The major global health crises of recent decades have, at times, felt insurmountable. The onset of the HIV epidemic in the late 1970s and the 2014 West African Ebola outbreak are prime examples. Yet through concerted and sustained collaborative action, in significant part led by civil society and the affected communities, such crises have over time been addressed, controlled, and increasingly mitigated.

Tuberculosis is not one such crisis. While the number of deaths globally from tuberculosis fell by 22 percent between 2000 and 2015, TB is now responsible for more deaths than either HIV or malaria annually. In 2015, TB was one of the top 10 causes of death worldwide, with an estimated 10.4 million new cases across the globe. That’s roughly one new case for every 721 people on the planet.
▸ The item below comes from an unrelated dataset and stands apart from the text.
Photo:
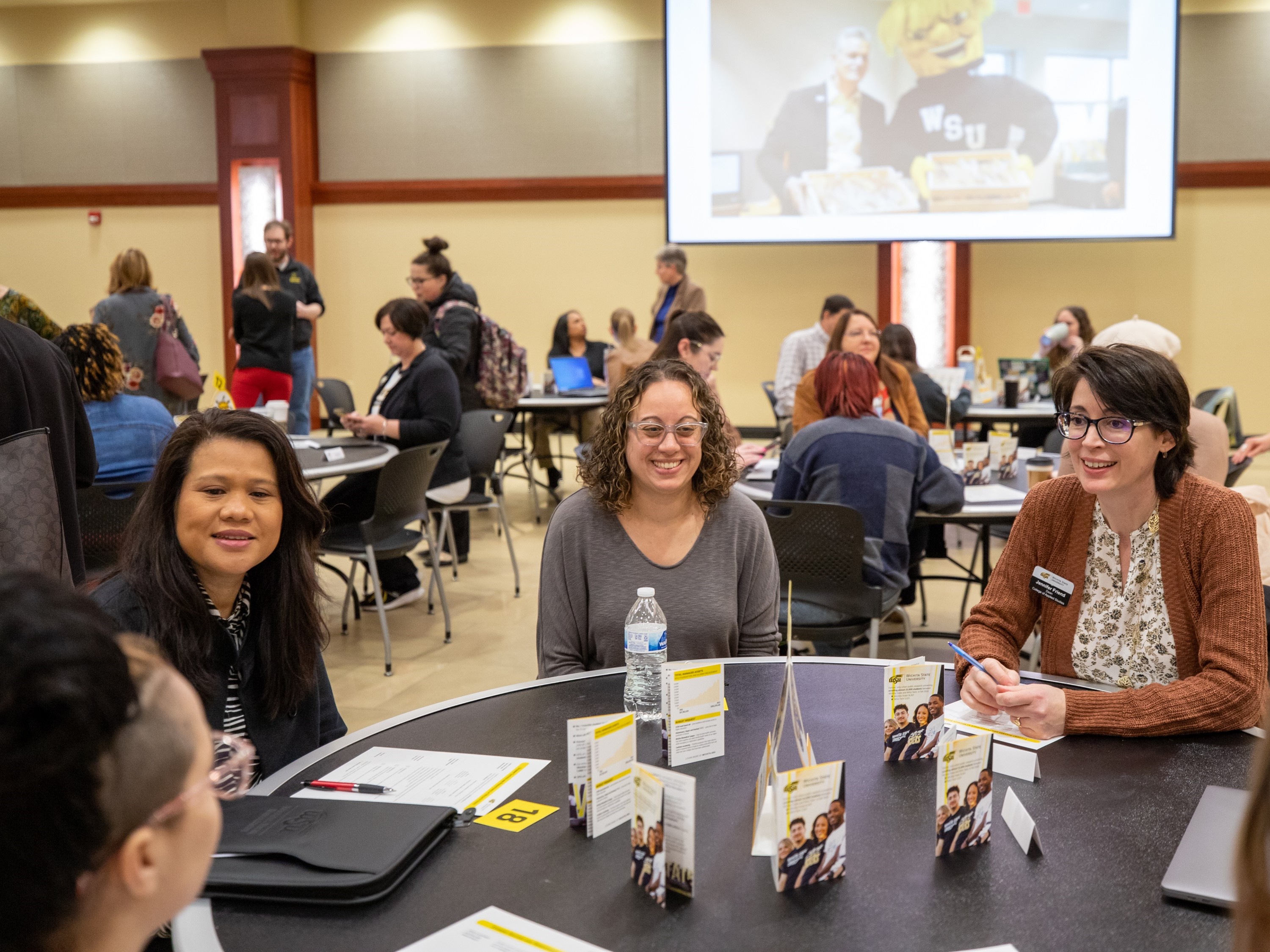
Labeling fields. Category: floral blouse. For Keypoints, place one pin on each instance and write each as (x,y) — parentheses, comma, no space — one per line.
(1123,635)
What’s more, a rising number of these cases coincide with infection with the better-known global killer, HIV/AIDS, with incidence of co-infection directly linked to elevated mortality rates. In 2015, 1.8 million people died from TB, of which 0.4 million were also HIV positive.

Yet unlike AIDS, TB has to some extent slipped under the radar of global public awareness, receiving a mere fraction of the international efforts dedicated to combatting other major epidemics in the past 30 years. Greater political will, collaboration, and international leadership would all help to tackle TB, as would greater funding and research into new drug-resistant strains of TB and the complexities of co-infection. But, in the absence of a directed focus from the international community, TB prevention has fallen largely into the hands of the medical community, with little investment from either civil society or affected communities that will be critical in preventing the spread of the disease in the future.

These groups were, and remain, at the forefront of promoting sustainable approaches to health issues and pandemics across the world — most notably in relation to halting the seemingly exponential spread of HIV infection. The Federation Humana People to People, of which I am chair, developed and implemented the ground-breaking Total Control of the Epidemic across 12 countries, reaching more than 6.5 million people and acting as a model for HIV prevention efforts across the globe.

A similar approach is desperately needed to tackle the TB crisis. While greater global investment into research and treatment is essential, the factors preventing a greater reduction in global incidents of TB must be addressed at a more localized level. Stigma, mistrust, and false beliefs among affected populations can only be tackled through direct engagement, the development of trust and, crucially, tried and tested approaches to disease prevention in such communities.

The good news is we know how to do this. The success, albeit belatedly, in tackling the HIV epidemic, provides us with a replicable and scalable model. And there are clear indications that implementation of this model can deliver results.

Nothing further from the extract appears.